Greenlights Cabinet Committee plans to accelerate the privatization of the loss of PIA losses Blogging Sole

A Pakistan International Airlines plane (PIA) is preparing to take off at Alama Iqbal International Airport in Lahore on February 1, 2012.
A Pakistan International Airlines plane (PIA) is preparing to take off at Alama Iqbal International Airport in Lahore on February 1, 2012.

The Cabinet Committee On Privatization (CCOP) approved Tuesday a plan to accelerate the privatization of Pakistan International Airlines Corporation (Piacl), including the disinvestment of 51 to 100% of share capital as well as control of management.

Vice-Prime Minister and Minister of Foreign Affairs Ishaq Dar chaired the meeting, according to a statement.

The Deputy Prime Minister reaffirmed the government’s commitment to the privatization of Piac, aimed at unlocking its full potential and facilitating financial pressure on the national chessboard.

At the beginning of February, the government announced that it planned to issue an expression of interest (EOI) this month in a renewed attempt to privatize the national standard bearer, offering a clean assessment and protecting the buyer of a TPS of 18% on planes purchases, following the approval of the International Monetary Fund (IMF).

According to The news, In a previous attempt to sell this active, the interested parties had fell from their plans and even abstained from the tender process because they thought that the two important obstacles would prevent them from managing the airline. They are now ready to participate in the process.

They had previously demanded that the results of the aircraft of the negative equity of 45 billion rupees be authorized and that the GST be removed from the purchase of aircraft.

The government has now started the negative equity absorption process of 45 billion rupees, which consists of RS26 billion FBR taxes, 10 billion rupees in civil aviation charges and the amount of rest as retirement responsibility, following negotiations with the fund and the resulting approval.

Remarkably, the privatization of the airline will also be a prerequisite for this balance sheet authorization, the senior officials of the privatization committee have informed a parliamentary panel.

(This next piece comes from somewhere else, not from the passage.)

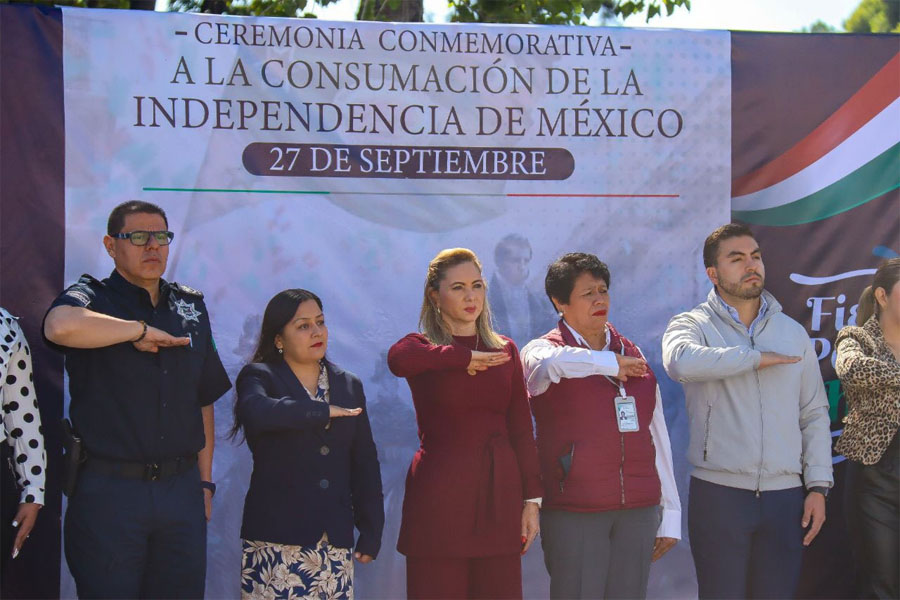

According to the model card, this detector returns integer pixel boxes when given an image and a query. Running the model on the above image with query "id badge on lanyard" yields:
[616,386,639,433]
[604,344,640,433]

The government has reassured the financial council of the transaction to the British multinational Ernst & Young (E&Y). Part of the previous payment has already been made, but no additional funds will be paid unless the transaction is completed. During a previous attempt, $ 4 million in a milestone of $ 6.269 million was made to Ernst & Young, as well as $ 0.251 million in unconditional payment of $ 0.609 million

A mechanism would be designed to treat the unanswered responsibilities, ensuring that financial charges do not become an obstacle to potential investors.

The government has already separated the non -essential assets from the PIA tenders’ tender process, said Usman Bajwa, the secretary of privatization, said the National Assembly on privatization.

The government has already resumed the PIA liabilities of 650 billion rupees, with 45 billion additional compulsory rupees to be paid before privatization. PIA assets are currently estimated at 155 billion rupees, while its liabilities amount to 200 billion rupees.

The new buyer will initially add 15 to 20 new planes to the fleet.